Sociedade

Serviço de Telemedicina funciona em 43 hospitais do país

Xavier António

Jornalista

Pelo menos, 43 sites de Telemedicina foram, até à data, implementados nos hospitais das províncias de Luanda, Huambo, Lunda-Sul, Moxico, Uíge e Huíla, através dos serviços disponibilizados pelo Angosat-2, segundo dados da Infrasat a que o Jornal de Angola teve acesso.

18/06/2024  Última atualização 09H40
© Fotografia por: DR

Em Luanda, o serviço de telemedicina funciona nos hospitais Américo Boavida, David Bernadino, JosinaMachel, Prenda, Catete, Quiçama e na Maternidade Lucrécia Paim.

Na Lunda-Sul, o serviço está disponível nas unidades de Saúde de Dala, Cacolo, Muconda, Hospital Geral da Lunda-Sul e na Maternidade Provincial. No Huambo, está nos hospitais Central, da Caála, do Bailundo, do Mungo, de Longonjo, do Ekunha, da Tchicala Tcholohanga, do Londuimbale, do Ucuma, do Catchiungo e do Chinjenje. Já no Moxico, beneficiam do serviço de telelemedicina o Hospital Provincial, dos Bundas, de Camanongue, do Léua, do Luacano, do Luau, do Luchazes, Hospital Municipal do Lumege e do Alto Zambeze.

Na província do Uíge, está disponível nos hospitais Geral, da Catepa, do Negage, de Sanza Pombo, de Maquela do Zombo e do Quimbele.
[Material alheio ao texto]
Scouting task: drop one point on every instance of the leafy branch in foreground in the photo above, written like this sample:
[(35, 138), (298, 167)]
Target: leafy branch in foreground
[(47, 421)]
Na Huíla funciona no Hospital Central do Lubango, da Jamba, da Caconda e na Maternidade da Huíla.

De acordo com a mesma fonte, o projecto Telemedicina visa proporcionar assistência médica de qualidade a todos os angolanos, independentemente da sua localização geográfica. "É importante compreender que a Telemedicina não depende exclusivamente da Internet, mas sim de um conjunto de infra-estruturas que permitem a troca de informações médicas entre profissionais de saúde e pacientes”.

Entre as principais potencialidades da Telemedicina destaca-se a possibilidade de acesso à saúde para populações em áreas remotas, tratamento e cuidados ao paciente, sem obrigatoriedade de deslocações, atendimento e qualidade de serviços, com equidade e universalidade.

De acordo com a Infrasat, a utilização deste serviço tecnológico no sector da Saúde, independentemente da localização geográfica dos pacientes, permite maior conforto no processo de diagnóstico e tratamento, tornando-o mais ágil e eficiente, sendo que os locais de difícil acesso têm a oportunidade de entrar em contacto com profissionais especializados.

A Rede Nacional de Telemedicina foi implementada em 2018, no âmbito dos projectos sociais do Angosat-2. O projecto visa o alcance das metas das políticas de saúde traçadas no Programa de Desenvolvimento Nacional (PDN) para a melhoria da qualidade dos serviços de saúde.